Il y a un grand travail fait par les autorités marocaines, mais il faut adopter de nouvelles approches dans l’avenir, surtout que le Maroc prépare de nouvelles structures pour accueillir la Coupe du Monde 2030. Il y a un concept qu’on appelle la Prévention du crime par la conception environnementale (CPTED). Cette approche est souvent appliquée dans la conception de quartiers, de bâtiments, de parcs et d’autres espaces publics afin de minimiser les risques de criminalité et d’améliorer la sécurité globale. Il s’agit d’une approche holistique qui utilise la conception environnementale pour prévenir le crime, améliorer la sécurité et renforcer le tissu social au sein des communautés dans l’espace urbain. De l’installation d’un éclairage stratégique à la création de parcs accueillants, il faut trouver des solutions pratiques pour construire des espaces publics plus sûrs et résilients. Mais le succès de cette méthode dépend de la participation active des résidents, des urbanistes, des forces de l’ordre et d’autres acteurs clés.
 

3 questions à Abderrahim Bourkia : « En amont, l’idée est de mettre en place des projets socio-éducatifs ou socio-préventifs »

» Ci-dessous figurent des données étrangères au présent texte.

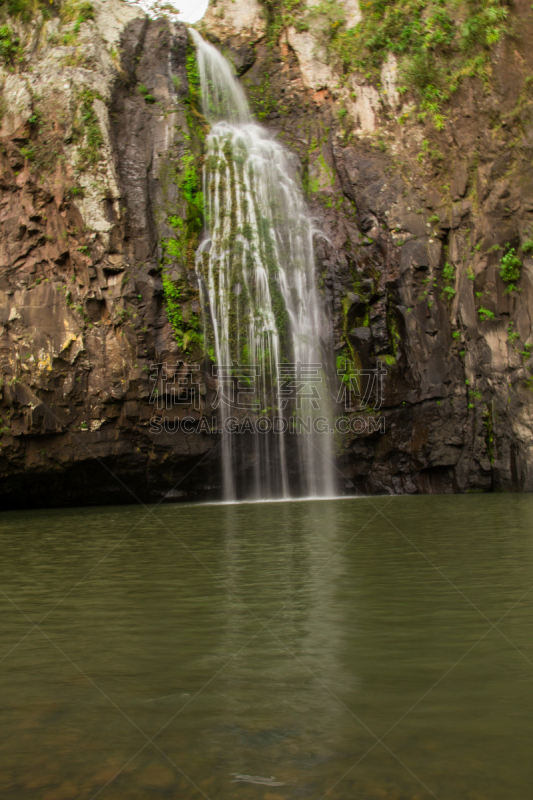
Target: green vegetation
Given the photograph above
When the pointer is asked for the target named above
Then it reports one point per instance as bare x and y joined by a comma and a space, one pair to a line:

Quelles sont les conséquences de ce phénomène sur la sphère footballistique et sur la sphère sociale ?  Les conséquences de ces actes de violence révèlent les maux de notre société. Ils sont souvent commis en réponse à une frustration et de la colère chez ceux qui se voient désaffiliés du système. La violence qui gravite autour des stades et qui prend en otage le football et son spectacle en dit long sur les formes de sociabilité et de socialisation chez les jeunes. Elle contribue à démasquer les imperfections du système politique dans son manquement à contenir une partie de ses citoyens. Une combinaison entre le sécuritaire, la prévention et le socio-culturel est l’approche idéale à mon avis pour lutter contre la violence dans les stades.
  Sur la base des expériences en Europe et ailleurs, quelles sont les solutions envisageables pour endiguer le hooliganisme ou du moins le limiter ?  
En plus de l’encadrement des clubs d’ultras, il y a ce qu’on appelle le « fan coaching ». Il y a même des instances nationales qui s’occupent du phénomène du « supporterisme ».  Elles doivent répondre, communiquer et sanctionner suite aux incidents (usage de la violence, affrontements, allumage d’engins pyrotechniques et jets de projectiles), car leur rôle est de contenir et d’encadrer les supporters.
  Si l’on se situe plus en amont, existe-t-il des solutions complémentaires ?  
En amont, l’idée est de mettre en place des projets « socio-éducatifs » ou « socio-préventifs », afin d’intégrer et d’éduquer les jeunes et ratisser large pour permettre d’avoir le libre arbitre et non d’être des suiveurs. Je me demande toujours où nous en sommes dans les politiques dédiées à la jeunesse marocaine : les centres sociaux et sportifs de proximité, les centres culturels pour amener les écoliers à voir d’autres modèles et découvrir leur talent.